Some cities are rethinking their streets by developing “green corridors” that (re)incorporate elements of the area’s natural ecosystem into the urban environment. The goals and purposes of these greening projects are diverse, ranging from enhanced social cohesion to environmental restoration, though they almost always aim at creating a sense of place that is human-oriented, not car-centered.

Global concept, local context

The vision for Cali, Colombia’s car-less green corridor, for example, combines a need for low-income housing and a desire for ecological balance.
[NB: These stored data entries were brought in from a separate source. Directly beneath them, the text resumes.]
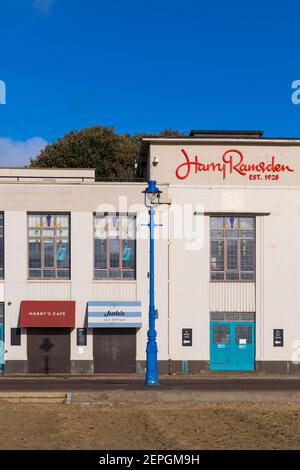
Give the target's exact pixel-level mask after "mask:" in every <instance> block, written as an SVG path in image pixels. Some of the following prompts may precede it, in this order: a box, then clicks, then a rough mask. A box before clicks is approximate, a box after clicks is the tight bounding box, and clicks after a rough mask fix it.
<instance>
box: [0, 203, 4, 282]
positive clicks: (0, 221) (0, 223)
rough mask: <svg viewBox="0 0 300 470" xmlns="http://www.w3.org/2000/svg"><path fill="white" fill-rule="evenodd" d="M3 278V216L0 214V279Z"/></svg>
mask: <svg viewBox="0 0 300 470" xmlns="http://www.w3.org/2000/svg"><path fill="white" fill-rule="evenodd" d="M3 278H4V214H3V212H0V279H3Z"/></svg>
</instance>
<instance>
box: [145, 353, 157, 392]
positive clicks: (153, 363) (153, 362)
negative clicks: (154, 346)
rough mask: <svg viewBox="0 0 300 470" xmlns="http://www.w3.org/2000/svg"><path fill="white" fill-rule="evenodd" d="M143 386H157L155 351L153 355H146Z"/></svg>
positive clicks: (156, 366) (156, 354)
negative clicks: (145, 370)
mask: <svg viewBox="0 0 300 470" xmlns="http://www.w3.org/2000/svg"><path fill="white" fill-rule="evenodd" d="M155 349H157V348H155ZM145 384H146V385H159V381H158V368H157V351H156V352H154V353H153V352H152V353H147V364H146V379H145Z"/></svg>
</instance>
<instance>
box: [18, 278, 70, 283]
mask: <svg viewBox="0 0 300 470" xmlns="http://www.w3.org/2000/svg"><path fill="white" fill-rule="evenodd" d="M26 282H30V283H35V282H51V283H54V282H56V283H57V282H59V283H62V282H66V283H71V282H72V281H71V279H27V280H26Z"/></svg>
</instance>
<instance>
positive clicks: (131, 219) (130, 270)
mask: <svg viewBox="0 0 300 470" xmlns="http://www.w3.org/2000/svg"><path fill="white" fill-rule="evenodd" d="M135 232H136V220H135V216H133V215H122V214H96V215H95V216H94V278H95V279H135V247H136V244H135Z"/></svg>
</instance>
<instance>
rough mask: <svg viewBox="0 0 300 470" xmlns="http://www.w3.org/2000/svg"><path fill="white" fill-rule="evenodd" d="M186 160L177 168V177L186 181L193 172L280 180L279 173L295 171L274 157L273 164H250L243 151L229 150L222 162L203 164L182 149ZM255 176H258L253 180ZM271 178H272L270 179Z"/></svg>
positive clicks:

The project will be built on 15 kilometers of old railway and will offer bus rapid transit (BRT) connectivity, bike lanes, pedestrian paths, and cultural facilities for concerts, art exhibitions, sports, and outdoor festivals, while also preserving indigenous plant life. What makes Cali’s green corridor particularly compelling, however, is its recognition of access to transport as an enabler for social mobility. The city’s goal is for every resident to be within 300 meters of a BRT station.

Similarly, Curitiba, Brazil has transformed its once-congested urban fabric into a vibrantly green paradise, but has done so with a different perspective on development. Instead of overhauling entire sections of the city, Curitiba has approached greening at a much more granular level, redeveloping small patches of land into pedestrian-friendly public spaces. The city currently has 16 parks, 14 forested areas, and more than 1,000 smaller plots designated for trees and vegetation—all of which amounts to an impressive 560 square feet of green space per person. Furthermore, the city has integrated these green spaces into the urban streetscape by designating large portions of the downtown as car-free. Rather than causing residents to abandon the downtown due to inaccessibility, Curitiba has been successful in making these green public spaces walkable and popular. This is due largely to the city’s investment in creating a BRT system that is integrated, reliable, and relatively cheap. 70 percent of Curitiba’s residents use public transit.

And in China, the western city of Chengdu is currently exploring ambitious ways to mitigate car-oriented sprawl in its surrounding suburbs. One proposal currently in development is the complete creation of an entirely new city in which “cars will be essentially unnecessary.” Like Curitiba and Cali, this new city will ensure that its residents are minutes from public parks—green areas that protect natural wildlife habitats as much as they facilitate social interactions. These green spaces should be easily accessible by foot, as the city will likely be entirely walkable and half of all road space will be designated for non-motorized traffic. However, Chengdu’s new urban project goes beyond other green corridors in its progressive approach to waste management. The city will also develop an eco-park to treat wastewater and solid waste, generating power for the city. The architects of the project expect to cut energy use by 48 percent, water use by 58 percent, and waste by 89 percent, compared to other, similar developments.

Green corridors aren’t feasible everywhere and represent just one of the ways that cities can reimagine their underlying structure to be more people-oriented by design. But, generally, by prioritizing green spaces and overall car reduction, cities can become more sustainable, economically vibrant, and socially cohesive places to live.

The first step? Reimagining city streets as places for people.